Was als Einfallslosigkeit der Bayern daherkam, war letztlich Produkt der harten Arbeit des Gegners: Die Borussen liefen in der Summe fast 128 Kilometer, das ist ein Wert deutlich über dem Durchschnitt, und sie entschieden 60 Prozent aller Zweikämpfe für sich. So wurde der hohe Ballbesitzanteil der Bayern (68 Prozent) zum Selbstzweck, echte Chancen der vermeintlichen Übermacht ließen die Borussen genau genommen keine zu. Dass sie nebenbei selbst spielerisch einiges zu bieten hatten, kam hinzu.

Wie es geht gegen die Bayern, das hatten die Gladbacher schon beim 0:0 im Hinspiel geprobt. Nun in der Allianz-Arena waren sie unglaublich effektiv: Vier Torschussversuche brachten zwei Tore, einer landete noch am Pfosten. Dass Manuel Neuer, der im Hinspiel noch die Bayern-Niederlage verhinderte, bei beiden Raffael-Treffern nicht gut bis sehr schlecht aussah, war der Faktor Glück an diesem Tag. Den indes haben sich die Borussen verdient.

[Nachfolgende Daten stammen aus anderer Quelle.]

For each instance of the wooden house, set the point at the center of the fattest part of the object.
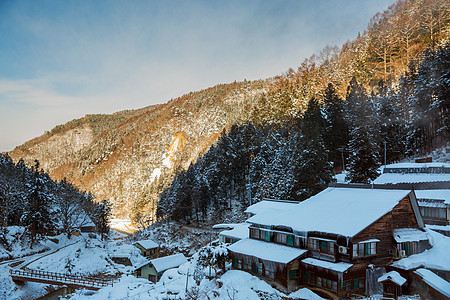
(337, 240)
(153, 269)
(392, 284)
(148, 248)
(429, 285)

In den 1323 Tagen, die zwischen Favres Siegen in München liegen, hat sich Gladbach gewaltig entwickelt. 2011 war das 1:0 eine Sensation. Das 2:0 am Sonntag war es nicht. Es war hoch verdient und eine Bestätigung dessen, was die Saison bisher gezeigt hat: Borussia hat ein Team beisammen, das ganz hohen Ansprüchen gerecht werden kann. Einer der höchsten im Gegenwartsfußball ist, bei den Bayern zu gewinnen. Der Sieg in München war ein Ausrufezeichen.